NAME

Frida - Fast reliable interactive data analysis


SYNOPSIS

frida


NEWS

The first JCNS School on Data Analysis for Quasielastic Neutron Scattering with FRIDA will take place 28-29 April 2010 at Garching. Register now: http://www.jcns.info/DataAnalysis2010/


DESCRIPTION

Frida is software for scientific data analysis, primarily written for inelastic neutron scattering. Its data model is quite generic (data files consist of x-y-dy tables that are differentiated by z coordinates), so that it can be used for many different kinds of observational data.


INSTALLATION

Installation guide: http://iffwww.iff.kfa-juelich.de/~wuttke/doku/doku.php?id=frida:installation

Download location: http://www.messen-und-deuten.de/frida/src/

The old download location at sourceforge.net is no longer maintained (too much advertising, too slow, too complicated)

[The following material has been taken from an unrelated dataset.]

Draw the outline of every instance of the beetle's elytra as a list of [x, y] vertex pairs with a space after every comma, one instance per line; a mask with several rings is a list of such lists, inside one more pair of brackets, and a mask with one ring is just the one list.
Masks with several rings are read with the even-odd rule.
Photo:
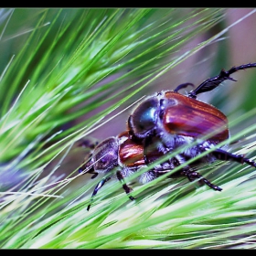
[[[233, 67], [228, 71], [222, 69], [218, 76], [206, 80], [187, 96], [180, 94], [178, 91], [193, 85], [189, 82], [177, 86], [174, 91], [156, 93], [139, 103], [128, 118], [127, 131], [96, 145], [90, 161], [80, 168], [80, 172], [94, 174], [92, 177], [98, 173], [109, 175], [98, 183], [91, 199], [112, 176], [116, 176], [122, 182], [126, 194], [130, 194], [132, 188], [126, 185], [125, 176], [146, 166], [163, 155], [191, 143], [193, 145], [187, 150], [141, 175], [139, 182], [146, 183], [166, 174], [213, 147], [216, 149], [197, 161], [197, 165], [222, 160], [246, 163], [256, 167], [254, 161], [228, 152], [228, 145], [218, 147], [219, 143], [229, 137], [228, 119], [214, 106], [197, 100], [197, 95], [212, 91], [222, 81], [235, 80], [230, 77], [232, 73], [251, 68], [256, 68], [256, 63]], [[208, 139], [202, 139], [208, 134], [210, 134]], [[201, 176], [195, 168], [195, 165], [187, 165], [170, 177], [185, 176], [189, 181], [198, 179], [214, 190], [222, 190]], [[129, 197], [134, 199], [132, 196]]]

Development snapshot: http://iffwww.iff.kfa-juelich.de/~wuttke/frida2.git/


DOCUMENTATION

Main web site: http://www.messen-und-deuten.de/frida/

Documentation wiki: http://iffwww.iff.kfa-juelich.de/~wuttke/doku/doku.php?id=frida:frida


SEE ALSO

slaw(1)


BUGS

See http://iffwww.iff.kfa-juelich.de/~wuttke/flyspray/index.php?project=2&do=index&switch=1.

Send bug reports to j.wuttke@fz-juelich.de.


HISTORY

Frida1, written in FORTRAN, was developed in the 1990s. The original name IDA was changed to Frida just because there were too many other open-source projects all called IDA.

Frida2 is a rewrite in C++. It is the standard tool for data analysis at the backscattering spectrometer SPHERES. The more specific routines for time-of-flight spectroscopy are currently being ported from Frida1 to Frida2, so that Frida1 can be phased out by mid-2010.

Frida1 includes raw data reduction routines for numerous backscattering and time-of-flight spectrometers. These routines are not ported to Frida2, but to the separate raw-data reduction package SLAW: http://iffwww.iff.kfa-juelich.de/~wuttke/slaw/.


AUTHOR

Joachim Wuttke <j.wuttke@fz-juelich.de>


COPYING

Copyright (C) 2009- Joachim Wuttke.

Free use of this software is granted under the terms of the GNU General Public License (GPL).